Agree with what the others say about boarding school but assuming they are wrong and there are no other possibilities:-

Is the bursary due to his abilities or to your income? If abilities can you apply for a bursary based on income?

Remember you no longer have to pay for after school care while he is at school - although school holidays of boarding schools are long so that will be a killer.

Can you get a second job for while he is away?

Aboutlastnight · 18/04/2012 21:57

Christ almighty

Why don't you just let him loose in the library?

pianomama · 18/04/2012 23:10

Christ Almighty , why don't you post on thread about something more up your street? Eastenders not on tonight?

.

EdithWeston · 19/04/2012 08:33

"Is the bursary due to his abilities or to your income? If abilities can you apply for a bursary based on income?"

Bursaries are, by definition, based on income or extraneous detail (eg being children of clergy).

Awards for ability are scholarships, and may have no cash value at all.

OP could try to get her scholarship extended.
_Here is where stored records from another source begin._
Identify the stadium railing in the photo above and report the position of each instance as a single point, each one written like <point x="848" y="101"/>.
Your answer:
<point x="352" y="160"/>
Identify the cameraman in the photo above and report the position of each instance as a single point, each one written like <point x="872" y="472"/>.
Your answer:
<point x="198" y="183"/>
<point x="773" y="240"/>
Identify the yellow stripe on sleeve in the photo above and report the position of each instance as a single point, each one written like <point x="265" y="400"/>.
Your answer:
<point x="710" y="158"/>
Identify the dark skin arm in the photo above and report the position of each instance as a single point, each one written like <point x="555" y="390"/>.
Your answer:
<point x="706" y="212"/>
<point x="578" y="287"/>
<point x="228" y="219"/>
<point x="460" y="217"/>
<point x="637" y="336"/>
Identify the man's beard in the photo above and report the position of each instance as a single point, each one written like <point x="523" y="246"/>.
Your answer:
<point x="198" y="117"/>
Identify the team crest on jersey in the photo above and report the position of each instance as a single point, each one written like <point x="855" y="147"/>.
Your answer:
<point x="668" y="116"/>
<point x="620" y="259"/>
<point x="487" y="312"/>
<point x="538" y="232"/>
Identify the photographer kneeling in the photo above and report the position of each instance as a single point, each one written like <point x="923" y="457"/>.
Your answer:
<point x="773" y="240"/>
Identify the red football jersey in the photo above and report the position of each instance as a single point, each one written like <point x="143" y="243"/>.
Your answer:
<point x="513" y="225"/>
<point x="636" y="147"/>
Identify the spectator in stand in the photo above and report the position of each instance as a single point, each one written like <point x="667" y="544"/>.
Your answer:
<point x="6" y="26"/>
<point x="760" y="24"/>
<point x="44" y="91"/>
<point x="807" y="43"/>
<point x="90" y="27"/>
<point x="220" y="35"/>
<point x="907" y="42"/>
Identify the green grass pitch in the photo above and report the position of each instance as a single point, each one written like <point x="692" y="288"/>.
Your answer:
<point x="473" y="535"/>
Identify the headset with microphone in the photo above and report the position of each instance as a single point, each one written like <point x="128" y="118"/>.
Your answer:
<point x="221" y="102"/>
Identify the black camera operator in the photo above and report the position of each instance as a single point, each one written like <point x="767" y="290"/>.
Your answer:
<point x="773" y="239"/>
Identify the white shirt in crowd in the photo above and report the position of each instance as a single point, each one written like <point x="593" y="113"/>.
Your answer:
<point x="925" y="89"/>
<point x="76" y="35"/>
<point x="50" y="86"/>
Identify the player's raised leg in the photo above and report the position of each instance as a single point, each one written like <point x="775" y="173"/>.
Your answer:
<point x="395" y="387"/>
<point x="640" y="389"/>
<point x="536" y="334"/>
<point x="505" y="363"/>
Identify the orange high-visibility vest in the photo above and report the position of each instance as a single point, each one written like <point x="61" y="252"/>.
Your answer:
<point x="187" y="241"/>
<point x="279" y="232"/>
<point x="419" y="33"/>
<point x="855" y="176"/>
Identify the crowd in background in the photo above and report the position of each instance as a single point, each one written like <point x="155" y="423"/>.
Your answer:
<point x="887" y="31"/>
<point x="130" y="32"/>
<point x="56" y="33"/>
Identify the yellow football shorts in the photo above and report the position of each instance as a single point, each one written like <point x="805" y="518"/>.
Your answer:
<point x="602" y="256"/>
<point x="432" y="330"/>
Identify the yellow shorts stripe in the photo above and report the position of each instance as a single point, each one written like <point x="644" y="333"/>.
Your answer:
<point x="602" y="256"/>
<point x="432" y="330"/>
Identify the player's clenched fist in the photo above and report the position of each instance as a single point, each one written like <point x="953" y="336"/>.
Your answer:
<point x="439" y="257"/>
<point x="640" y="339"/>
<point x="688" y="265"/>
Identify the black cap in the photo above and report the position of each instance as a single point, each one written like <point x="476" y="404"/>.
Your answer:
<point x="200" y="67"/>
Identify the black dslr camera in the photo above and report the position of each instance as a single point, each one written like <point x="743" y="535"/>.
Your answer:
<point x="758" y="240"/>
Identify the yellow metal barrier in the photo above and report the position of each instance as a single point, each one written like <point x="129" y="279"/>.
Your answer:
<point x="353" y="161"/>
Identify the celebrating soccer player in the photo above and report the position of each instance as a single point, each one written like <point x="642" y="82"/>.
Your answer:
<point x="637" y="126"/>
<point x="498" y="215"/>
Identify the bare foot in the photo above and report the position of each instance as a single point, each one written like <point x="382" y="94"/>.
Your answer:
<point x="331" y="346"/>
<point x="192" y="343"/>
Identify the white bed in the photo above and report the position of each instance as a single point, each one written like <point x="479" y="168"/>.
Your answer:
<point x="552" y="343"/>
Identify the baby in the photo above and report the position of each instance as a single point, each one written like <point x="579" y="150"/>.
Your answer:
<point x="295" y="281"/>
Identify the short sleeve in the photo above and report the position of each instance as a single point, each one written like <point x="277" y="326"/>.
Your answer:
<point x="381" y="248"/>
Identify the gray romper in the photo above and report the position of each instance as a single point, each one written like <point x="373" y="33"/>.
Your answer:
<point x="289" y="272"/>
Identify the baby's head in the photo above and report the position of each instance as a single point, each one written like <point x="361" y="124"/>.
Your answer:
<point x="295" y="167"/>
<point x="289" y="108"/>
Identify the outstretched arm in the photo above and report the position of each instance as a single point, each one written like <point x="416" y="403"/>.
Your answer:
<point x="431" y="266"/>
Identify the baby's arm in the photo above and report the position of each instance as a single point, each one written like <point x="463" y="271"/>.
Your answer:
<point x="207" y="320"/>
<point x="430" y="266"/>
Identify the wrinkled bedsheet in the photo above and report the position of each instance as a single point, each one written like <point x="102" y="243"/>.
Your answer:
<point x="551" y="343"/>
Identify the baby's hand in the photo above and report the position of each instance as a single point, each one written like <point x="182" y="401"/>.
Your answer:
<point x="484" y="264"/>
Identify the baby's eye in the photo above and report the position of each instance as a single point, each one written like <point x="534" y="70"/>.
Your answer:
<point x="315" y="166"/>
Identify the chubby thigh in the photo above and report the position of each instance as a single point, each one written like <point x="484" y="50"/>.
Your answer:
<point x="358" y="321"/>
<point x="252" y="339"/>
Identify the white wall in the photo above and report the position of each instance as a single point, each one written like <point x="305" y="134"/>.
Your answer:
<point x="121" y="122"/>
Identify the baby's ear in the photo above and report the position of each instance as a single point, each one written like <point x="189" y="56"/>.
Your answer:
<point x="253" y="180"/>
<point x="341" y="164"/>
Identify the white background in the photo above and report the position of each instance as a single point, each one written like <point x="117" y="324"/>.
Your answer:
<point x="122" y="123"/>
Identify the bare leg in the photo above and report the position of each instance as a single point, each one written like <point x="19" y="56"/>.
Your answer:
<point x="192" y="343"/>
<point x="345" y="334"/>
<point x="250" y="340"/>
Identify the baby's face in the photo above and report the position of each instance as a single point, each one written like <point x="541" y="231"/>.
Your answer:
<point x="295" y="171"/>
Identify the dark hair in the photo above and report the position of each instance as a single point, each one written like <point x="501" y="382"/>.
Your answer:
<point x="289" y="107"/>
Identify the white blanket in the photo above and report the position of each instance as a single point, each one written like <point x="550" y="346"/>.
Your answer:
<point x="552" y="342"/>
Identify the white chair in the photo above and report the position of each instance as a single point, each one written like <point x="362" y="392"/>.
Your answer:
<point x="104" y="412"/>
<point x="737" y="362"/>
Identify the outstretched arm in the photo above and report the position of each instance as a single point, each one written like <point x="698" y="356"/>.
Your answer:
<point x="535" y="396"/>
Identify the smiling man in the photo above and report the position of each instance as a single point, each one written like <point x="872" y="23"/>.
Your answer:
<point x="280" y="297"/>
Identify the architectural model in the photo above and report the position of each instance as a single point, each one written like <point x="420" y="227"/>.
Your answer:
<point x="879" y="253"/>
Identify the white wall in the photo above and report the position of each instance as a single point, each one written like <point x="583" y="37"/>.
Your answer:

However as means-testing for bursaries is often bothe extensive and detailed, the school will already know the family's financial situation and will have offered assistance it thinks suitable. So I wouldn't be that optimistic, but it's always worth a try.

QuintessentialShadows · 19/04/2012 08:37

If he is so bright, it would seem the apple was catapulted into space!

TheLightPassenger · 19/04/2012 08:40

surely you could either move near this school or look for a local private school or even a better state school where he wouldn't need to board? I suspect you probably fell in love with the school and its ethos etc when you visited but 8 does seem so young for boarding

BrightnessFalls · 19/04/2012 08:41

I don't understand how this came about?? Is it a wind up? What did you do, put a blind fold on a stick a pin on the map? Is it Eaton or something?

Aboutlastnight · 19/04/2012 11:45

Pianomama was that directed at me?

Are you implying that I am ( cough) one of the lower classes and perhaps unqualified to comment on the finer details of packing an right year old off to boarding school because they are good at reading?

Lots of children are good st reading. Fortunately extending them in this are is very easy. Take them to the library. Get them to choose challenging books. At 10 I was reading 'The French Lieutenant's Woman, Cold Comfort Farm and Catch22, all from my parent's bookshelf.
Every Saturday I would go up to the library and read, read, read. At 8 I was tested(along with everyone in my class) and was reading at a'level standard.

I have no idea why boarding school would help a child read better.

pianomama · 19/04/2012 18:20

I am sure its not about packing a child to boarding school to "help him to read better" - its a wonderful opportunity for a boy who's been offered a scholarship/bursary in a good school and difficult situation for his mother.

The DC will be coming up to 9 yo in September and combination of weekly/flexi-boarding could work very well in the right school for the right child.

I would negotiate with the bursar , ask for partial boarding fee reduction for 6 month or so to give you time to move/ get another job/win a lottery/rob a bank etc.

Aboutlastnight - obviously I could not comment as all I know about you is your "Christ Almighty!" post. How is that supposed to help? Daily Mail style hatred campaign against boarding schools from someone who probably has little experience of them?

Mollieflanders · 19/04/2012 18:27

A wonderful oppportunity? To send a small boy hundreds of miles away on his own? Sheesh. I guess a handshake's as good as a hug too, huh, Pianomama?